Until Click 6.0 there are various bugs and limitations with using Click on a Windows console. Most notably the decoding of command line arguments was performed with the wrong encoding on Python 2 and on all versions of Python output of unicode characters was impossible. Starting with Click 6.0 we now emulate output streams on Windows to support unicode to the Windows console through separate APIs and we perform different decoding of parameters.

Here is a brief overview of how this works and what it means to you.

Unicode Arguments

Click internally is generally based on the concept that any argument can come in as either byte string or unicode string and conversion is performed to the type expected value as late as possible. This has some advantages as it allows us to accept the data in the most appropriate form for the operating system and Python version.

For instance paths are left as bytes on Python 2 unless you explicitly tell it otherwise.

This caused some problems on Windows where initially the wrong encoding was used and garbage ended up in your input data.

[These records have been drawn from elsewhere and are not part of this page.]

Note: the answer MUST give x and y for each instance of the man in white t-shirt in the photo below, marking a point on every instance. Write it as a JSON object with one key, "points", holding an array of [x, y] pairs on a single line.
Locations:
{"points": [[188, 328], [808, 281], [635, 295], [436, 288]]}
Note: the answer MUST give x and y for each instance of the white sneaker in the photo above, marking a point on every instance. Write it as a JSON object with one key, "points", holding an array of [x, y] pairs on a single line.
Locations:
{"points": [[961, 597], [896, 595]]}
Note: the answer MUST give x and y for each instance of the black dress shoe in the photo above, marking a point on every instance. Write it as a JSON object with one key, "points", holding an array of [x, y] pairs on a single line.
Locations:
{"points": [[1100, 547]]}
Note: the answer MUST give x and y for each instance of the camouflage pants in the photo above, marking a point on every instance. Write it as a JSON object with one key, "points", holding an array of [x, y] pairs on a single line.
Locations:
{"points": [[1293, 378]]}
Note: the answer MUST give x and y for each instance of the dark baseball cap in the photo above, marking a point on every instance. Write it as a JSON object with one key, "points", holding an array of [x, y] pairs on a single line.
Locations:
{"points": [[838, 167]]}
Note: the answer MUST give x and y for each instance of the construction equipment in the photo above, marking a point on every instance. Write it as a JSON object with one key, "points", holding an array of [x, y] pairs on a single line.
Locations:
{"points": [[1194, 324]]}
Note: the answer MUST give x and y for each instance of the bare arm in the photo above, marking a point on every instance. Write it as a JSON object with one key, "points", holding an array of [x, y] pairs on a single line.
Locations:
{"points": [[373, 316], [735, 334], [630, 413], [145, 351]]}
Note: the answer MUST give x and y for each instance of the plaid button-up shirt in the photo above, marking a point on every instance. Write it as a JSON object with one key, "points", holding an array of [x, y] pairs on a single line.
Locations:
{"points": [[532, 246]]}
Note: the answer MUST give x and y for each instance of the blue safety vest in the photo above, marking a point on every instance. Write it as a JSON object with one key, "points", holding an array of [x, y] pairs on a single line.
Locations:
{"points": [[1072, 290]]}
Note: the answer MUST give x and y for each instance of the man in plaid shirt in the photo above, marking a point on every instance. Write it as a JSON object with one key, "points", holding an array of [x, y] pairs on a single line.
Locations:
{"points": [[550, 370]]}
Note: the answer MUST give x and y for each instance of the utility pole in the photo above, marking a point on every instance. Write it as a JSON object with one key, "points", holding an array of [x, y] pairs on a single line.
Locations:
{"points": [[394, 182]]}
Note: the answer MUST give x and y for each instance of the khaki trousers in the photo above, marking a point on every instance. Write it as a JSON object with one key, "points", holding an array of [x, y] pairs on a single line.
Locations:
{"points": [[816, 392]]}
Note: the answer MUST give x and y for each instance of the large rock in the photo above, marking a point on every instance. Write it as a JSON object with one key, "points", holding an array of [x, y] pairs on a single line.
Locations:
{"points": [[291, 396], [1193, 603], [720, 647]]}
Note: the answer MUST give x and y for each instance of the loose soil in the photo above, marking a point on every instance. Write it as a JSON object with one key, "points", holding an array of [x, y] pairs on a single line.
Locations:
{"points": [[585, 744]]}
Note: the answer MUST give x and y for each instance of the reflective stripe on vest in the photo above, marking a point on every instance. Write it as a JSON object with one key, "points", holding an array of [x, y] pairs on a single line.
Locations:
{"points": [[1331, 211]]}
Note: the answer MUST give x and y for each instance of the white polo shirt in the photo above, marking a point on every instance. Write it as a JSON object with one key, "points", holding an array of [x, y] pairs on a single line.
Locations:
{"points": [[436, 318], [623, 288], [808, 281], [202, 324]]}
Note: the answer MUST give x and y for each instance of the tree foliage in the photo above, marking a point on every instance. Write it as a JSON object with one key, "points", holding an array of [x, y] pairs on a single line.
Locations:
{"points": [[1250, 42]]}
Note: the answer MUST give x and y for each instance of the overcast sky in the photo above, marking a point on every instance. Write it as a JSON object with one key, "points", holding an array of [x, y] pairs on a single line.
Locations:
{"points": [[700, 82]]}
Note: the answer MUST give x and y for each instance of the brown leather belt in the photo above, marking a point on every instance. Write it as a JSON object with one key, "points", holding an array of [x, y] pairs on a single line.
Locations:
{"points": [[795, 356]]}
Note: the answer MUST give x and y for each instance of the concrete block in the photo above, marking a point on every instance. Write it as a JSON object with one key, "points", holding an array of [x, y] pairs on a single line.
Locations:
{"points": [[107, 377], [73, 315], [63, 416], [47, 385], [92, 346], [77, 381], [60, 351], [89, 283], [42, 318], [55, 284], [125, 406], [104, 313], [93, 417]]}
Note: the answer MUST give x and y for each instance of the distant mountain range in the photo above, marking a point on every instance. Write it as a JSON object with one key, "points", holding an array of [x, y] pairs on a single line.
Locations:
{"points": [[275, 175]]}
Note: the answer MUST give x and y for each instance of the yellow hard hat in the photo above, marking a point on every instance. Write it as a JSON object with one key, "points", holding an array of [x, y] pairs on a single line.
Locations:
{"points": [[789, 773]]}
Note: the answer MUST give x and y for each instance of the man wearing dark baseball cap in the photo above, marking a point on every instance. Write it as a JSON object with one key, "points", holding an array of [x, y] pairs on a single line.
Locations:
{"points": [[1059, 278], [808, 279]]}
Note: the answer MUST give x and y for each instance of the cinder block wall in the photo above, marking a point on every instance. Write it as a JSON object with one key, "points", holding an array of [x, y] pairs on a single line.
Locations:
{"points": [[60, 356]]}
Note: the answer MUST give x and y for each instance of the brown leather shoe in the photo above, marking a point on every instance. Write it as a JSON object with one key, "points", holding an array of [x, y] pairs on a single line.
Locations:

We not only fixed the encoding part, but we also now extract unicode parameters from sys.argv.

This means that on Python 2 under Windows, the arguments processed will most likely be of unicode nature and not bytes. This was something that previously did not really happen unless you explicitly passed in unicode parameters so your custom types need to be aware of this.

There is also another limitation with this: if sys.argv was modified prior to invoking a click handler, we have to fall back to the regular byte input in which case not all unicode values are available but only a subset of the codepage used for parameters.

Unicode Output and Input

Unicode output and input on Windows is implemented through the concept of a dispatching text stream. What this means is that when click first needs a text output (or input) stream on windows it goes through a few checks to figure out of a windows console is connected or not. If no Windows console is present then the text output stream is returned as such and the encoding for that stream is set to utf-8 like on all platforms.

However if a console is connected the stream will instead be emulated and use the cmd.exe unicode APIs to output text information. In this case the stream will also use utf-16-le as internal encoding. However there is some hackery going on that the underlying raw IO buffer is still bypassing the unicode APIs and byte output through an indirection is still possible.

This hackery is used on both Python 2 and Python 3 as neither version of Python has native support for cmd.exe with unicode characters. There are some limitations you need to be aware of:

  • this unicode support is limited to click.echo, click.prompt as well as click.get_text_stream.
  • depending on if unicode values or byte strings are passed the control flow goes completely different places internally which can have some odd artifacts if data partially ends up being buffered. Click attempts to protect against that by manually always flushing but if you are mixing and matching different string types to stdout or stderr you will need to manually flush.

Another important thing to note is that the Windows console's default fonts do not support a lot of characters which means that you are mostly limited to international letters but no emojis or special characters.